Major Changes in Version 1.x

Version 1.x of demoji now bundles Unicode data in the package at install time rather than requiring a download of the codes from unicode.org at runtime. Please see the CHANGELOG.md for detail and be familiar with the changes before updating from 0.x to 1.x.

To report any regressions, please open a GitHub issue.

Basic Usage

demoji exports several text-related functions for find-and-replace functionality with emojis:

>>> tweet = """\
... #startspreadingthenews yankees win great start by 🎅🏾 going 5strong innings with 5k’s🔥 🐂
... solo homerun 🌋🌋 with 2 solo homeruns and👹 3run homerun… 🤡 🚣🏼 👨🏽‍⚖️ with rbi’s … 🔥🔥
... 🇲🇽 and 🇳🇮 to close the game🔥🔥!!!….
... WHAT A GAME!!..
... """
>>> demoji.findall(tweet)
{
    "🔥": "fire",
    "🌋": "volcano",
    "👨🏽\u200d⚖️": "man judge: medium skin tone",
    "🎅🏾": "Santa Claus: medium-dark skin tone",
    "🇲🇽": "flag: Mexico",
    "👹": "ogre",
    "🤡": "clown face",
    "🇳🇮": "flag: Nicaragua",
    "🚣🏼": "person rowing boat: medium-light skin tone",
    "🐂": "ox",
}

See below for function API.

Command-line Use

You can use demoji or python -m demoji to replace emojis in file(s) or stdin with their :code: equivalents:

$ cat out.txt
All done! ✨ 🍰 ✨
$ demoji out.txt
All done! :sparkles: :shortcake: :sparkles:

$ echo 'All done! ✨ 🍰 ✨' | demoji
All done! :sparkles: :shortcake: :sparkles:

$ demoji -
we didnt start the 🔥
we didnt start the :fire:

Reference

findall(string: str) -> Dict[str, str]

Find emojis within string.
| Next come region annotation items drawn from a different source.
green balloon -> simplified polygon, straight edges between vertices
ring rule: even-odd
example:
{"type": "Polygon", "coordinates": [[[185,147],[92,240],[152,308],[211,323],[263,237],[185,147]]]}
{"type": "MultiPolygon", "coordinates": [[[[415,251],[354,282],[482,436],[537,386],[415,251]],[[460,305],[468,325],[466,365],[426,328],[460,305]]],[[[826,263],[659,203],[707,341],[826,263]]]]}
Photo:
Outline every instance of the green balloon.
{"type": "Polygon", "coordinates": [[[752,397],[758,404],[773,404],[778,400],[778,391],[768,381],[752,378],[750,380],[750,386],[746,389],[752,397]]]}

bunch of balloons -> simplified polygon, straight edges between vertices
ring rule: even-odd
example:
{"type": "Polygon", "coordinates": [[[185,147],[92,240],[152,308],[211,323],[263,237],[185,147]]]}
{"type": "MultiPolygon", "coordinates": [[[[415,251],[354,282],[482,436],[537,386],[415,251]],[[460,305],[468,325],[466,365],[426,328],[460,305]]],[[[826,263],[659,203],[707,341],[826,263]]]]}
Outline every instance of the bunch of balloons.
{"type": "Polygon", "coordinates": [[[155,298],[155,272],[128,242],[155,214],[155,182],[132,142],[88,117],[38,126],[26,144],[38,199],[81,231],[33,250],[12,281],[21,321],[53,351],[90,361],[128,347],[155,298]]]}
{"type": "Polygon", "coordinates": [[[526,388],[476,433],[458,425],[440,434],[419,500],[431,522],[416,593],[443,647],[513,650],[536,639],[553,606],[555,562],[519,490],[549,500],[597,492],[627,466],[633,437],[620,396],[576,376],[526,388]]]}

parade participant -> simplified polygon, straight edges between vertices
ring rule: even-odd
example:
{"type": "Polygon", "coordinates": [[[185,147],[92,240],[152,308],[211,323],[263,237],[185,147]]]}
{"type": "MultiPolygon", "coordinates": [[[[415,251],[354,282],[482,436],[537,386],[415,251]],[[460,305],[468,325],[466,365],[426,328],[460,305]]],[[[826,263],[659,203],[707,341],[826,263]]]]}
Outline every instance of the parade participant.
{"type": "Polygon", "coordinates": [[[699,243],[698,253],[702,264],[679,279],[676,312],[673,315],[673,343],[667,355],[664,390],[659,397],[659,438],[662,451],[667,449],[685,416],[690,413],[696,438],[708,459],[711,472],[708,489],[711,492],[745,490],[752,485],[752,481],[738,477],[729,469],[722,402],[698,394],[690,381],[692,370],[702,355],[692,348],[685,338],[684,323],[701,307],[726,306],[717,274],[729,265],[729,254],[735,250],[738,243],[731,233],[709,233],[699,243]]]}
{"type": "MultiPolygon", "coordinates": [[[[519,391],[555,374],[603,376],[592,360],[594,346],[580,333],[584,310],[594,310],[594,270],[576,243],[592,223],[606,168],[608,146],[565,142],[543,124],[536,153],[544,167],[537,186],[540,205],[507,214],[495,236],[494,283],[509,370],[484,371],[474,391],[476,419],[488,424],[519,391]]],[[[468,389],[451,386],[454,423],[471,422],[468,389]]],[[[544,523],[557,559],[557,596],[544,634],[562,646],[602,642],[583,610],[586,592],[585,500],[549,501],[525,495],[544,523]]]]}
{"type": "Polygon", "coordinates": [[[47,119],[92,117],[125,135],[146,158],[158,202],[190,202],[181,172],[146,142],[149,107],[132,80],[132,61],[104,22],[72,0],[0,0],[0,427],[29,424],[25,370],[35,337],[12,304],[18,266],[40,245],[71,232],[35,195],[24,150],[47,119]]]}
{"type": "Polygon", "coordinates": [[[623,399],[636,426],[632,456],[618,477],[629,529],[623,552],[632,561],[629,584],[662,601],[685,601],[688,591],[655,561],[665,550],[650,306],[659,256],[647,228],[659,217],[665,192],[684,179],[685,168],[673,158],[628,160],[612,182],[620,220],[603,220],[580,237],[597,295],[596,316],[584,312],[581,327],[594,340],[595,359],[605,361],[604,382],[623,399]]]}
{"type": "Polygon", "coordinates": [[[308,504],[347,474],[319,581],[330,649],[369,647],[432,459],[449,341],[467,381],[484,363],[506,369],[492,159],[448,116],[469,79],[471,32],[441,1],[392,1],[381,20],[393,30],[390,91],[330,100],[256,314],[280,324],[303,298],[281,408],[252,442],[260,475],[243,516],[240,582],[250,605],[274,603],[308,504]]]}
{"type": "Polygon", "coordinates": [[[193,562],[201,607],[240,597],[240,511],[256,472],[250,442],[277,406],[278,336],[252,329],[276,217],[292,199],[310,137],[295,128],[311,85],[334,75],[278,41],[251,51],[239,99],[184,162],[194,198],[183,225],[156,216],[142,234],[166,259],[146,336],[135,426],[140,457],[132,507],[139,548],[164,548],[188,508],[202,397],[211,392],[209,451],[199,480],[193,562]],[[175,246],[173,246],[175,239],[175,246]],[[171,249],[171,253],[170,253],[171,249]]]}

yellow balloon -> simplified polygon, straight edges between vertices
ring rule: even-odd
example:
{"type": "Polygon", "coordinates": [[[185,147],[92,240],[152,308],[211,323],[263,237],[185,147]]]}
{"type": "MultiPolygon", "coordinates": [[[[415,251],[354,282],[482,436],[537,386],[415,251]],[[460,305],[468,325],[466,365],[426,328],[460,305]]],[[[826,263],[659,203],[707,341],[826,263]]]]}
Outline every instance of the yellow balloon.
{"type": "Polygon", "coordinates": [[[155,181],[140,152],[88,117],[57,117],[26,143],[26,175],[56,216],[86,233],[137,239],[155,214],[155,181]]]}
Return a mapping of {emoji: description}.

findall_list(string: str, desc: bool = True) -> List[str]

Find emojis within string. Return a list (with possible duplicates).

If desc is True, the list contains description codes. If desc is False, the list contains emojis.

replace(string: str, repl: str = "") -> str

Replace emojis in string with repl.

replace_with_desc(string: str, sep: str = ":") -> str

Replace emojis in string with their description codes. The codes are surrounded by sep.

last_downloaded_timestamp() -> datetime.datetime

Show the timestamp of last download for the emoji data bundled with the package.

Footnote: Emoji Sequences

Numerous emojis that look like single Unicode characters are actually multi-character sequences. Examples:

The keycap 2️⃣ is actually 3 characters, U+0032 (the ASCII digit 2), U+FE0F (variation selector), and U+20E3 (combining enclosing keycap).
The flag of Scotland 7 component characters, b'\\U0001f3f4\\U000e0067\\U000e0062\\U000e0073\\U000e0063\\U000e0074\\U000e007f' in full esaped notation.

(You can see any of these through s.encode("unicode-escape").)

demoji is careful to handle this and should find the full sequences rather than their incomplete subcomponents.

The way it does this it to sort emoji codes by their length, and then compile a concatenated regular expression that will greedily search for longer emojis first, falling back to shorter ones if not found. This is not by any means a super-optimized way of searching as it has O(N²) properties, but the focus is on accuracy and completeness.

>>> from pprint import pprint
>>> seq = """\
... I bet you didn't know that 🙋, 🙋‍♂️, and 🙋‍♀️ are three different emojis.
... """
>>> pprint(seq.encode('unicode-escape'))  # Python 3
(b"I bet you didn't know that \\U0001f64b, \\U0001f64b\\u200d\\u2642\\ufe0f,"
 b' and \\U0001f64b\\u200d\\u2640\\ufe0f are three different emojis.\\n')

Changelog

1.1.0

Add a __main.py__ to allow running python -m demoji; add an entry-point demoji command; permit stdin (-), file name(s), or piped stdin. Contribution by @jap.

1.0.0

This is a backwards-incompatible release with several substantial changes.

The largest change is that demoji now bundles a static copy of Unicode emoji data with the package at install time, rather than requiring a runtime download of the codes from unicode.org.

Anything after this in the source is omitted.